19 August 2010

How to Play the GM IPO and the Auto Industry


General Motors filed for an initial public offering of stock on Wednesday, clearing a key hurdle toward repaying taxpayers for a controversial bailout just over a year after its bankruptcy.

The initial filing with U.S. securities regulators did not say how many shares would be sold or give an expected price range for what will likely be one of the biggest IPOs ever. It filed for an IPO of up to $100 million. That does not represent the full amount that GM hopes to raise, people familiar with the situation have told Reuters. GM could raise up to $20 billion in its IPO, the people said.

The automaker said it planned to list the shares on the New York Stock Exchange and the Toronto Stock Exchange. Trading in GM shares is expected to start between late October and the U.S. Thanksgiving holiday, which is the fourth Thursday in November, according to people involved in the process.

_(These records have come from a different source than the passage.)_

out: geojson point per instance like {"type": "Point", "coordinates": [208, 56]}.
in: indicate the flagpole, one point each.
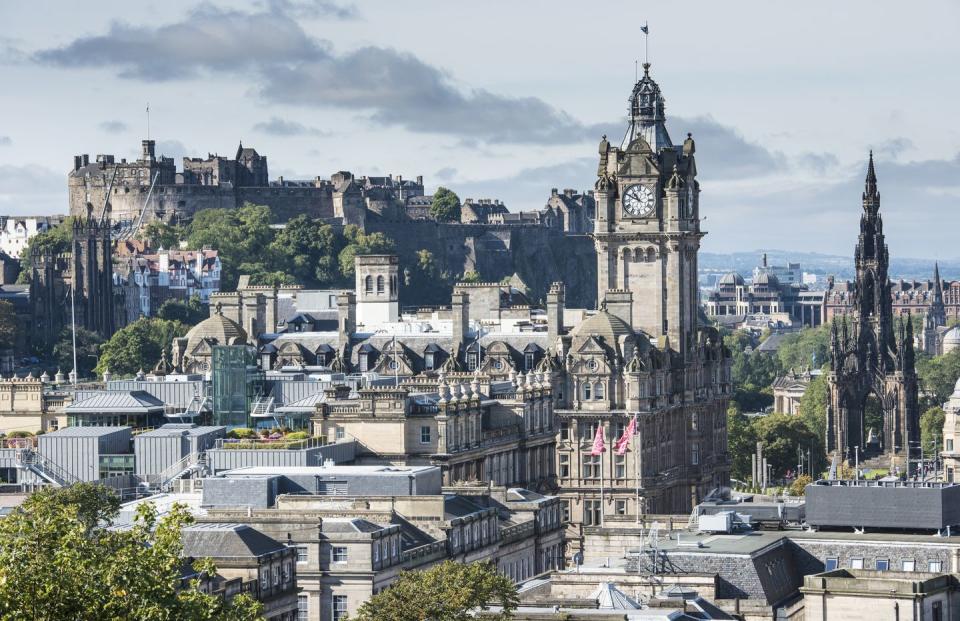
{"type": "Point", "coordinates": [603, 507]}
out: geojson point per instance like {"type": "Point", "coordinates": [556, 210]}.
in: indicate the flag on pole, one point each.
{"type": "Point", "coordinates": [620, 446]}
{"type": "Point", "coordinates": [598, 445]}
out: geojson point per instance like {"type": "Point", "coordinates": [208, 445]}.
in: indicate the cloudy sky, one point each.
{"type": "Point", "coordinates": [508, 99]}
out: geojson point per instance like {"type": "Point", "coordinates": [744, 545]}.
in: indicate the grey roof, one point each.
{"type": "Point", "coordinates": [350, 525]}
{"type": "Point", "coordinates": [307, 404]}
{"type": "Point", "coordinates": [134, 401]}
{"type": "Point", "coordinates": [177, 429]}
{"type": "Point", "coordinates": [84, 432]}
{"type": "Point", "coordinates": [227, 541]}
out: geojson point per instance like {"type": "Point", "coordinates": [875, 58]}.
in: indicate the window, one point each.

So what does this mean for investors?

Guy Adami, managing director at Drakon Capital, likes the GM IPO for the auto industry. He recommends looking at BorgWarner [BWA  47.07  ---  UNCH  (0)   ], which is an auto parts manufacturer based in Auburn, Hills, Mich. The stock is pushing against a 52-week high, Adami said. UBS put it on a conviction buy list. He thinks valuations are "reasonable" and being as we're in a benign tape, he thinks BWA is the way to go.

Buy Ford Motor Co. [F  12.20  ---  UNCH  (0)   ] if the share price drops to $11.50, said Pete Najarian, co-founder of optionMONSTER.com. He thinks that could happen because there is "a lot of appetite" for the GM deal. Ford's share price could fall if investors leave for GM.

What Ford has going for it that GM doesn't, said Joe Terranova, chief market strategist at Vitrus Investment Partners, is Alan R. Mulally. Adami agreed and praised the 61-year-old Ford executive.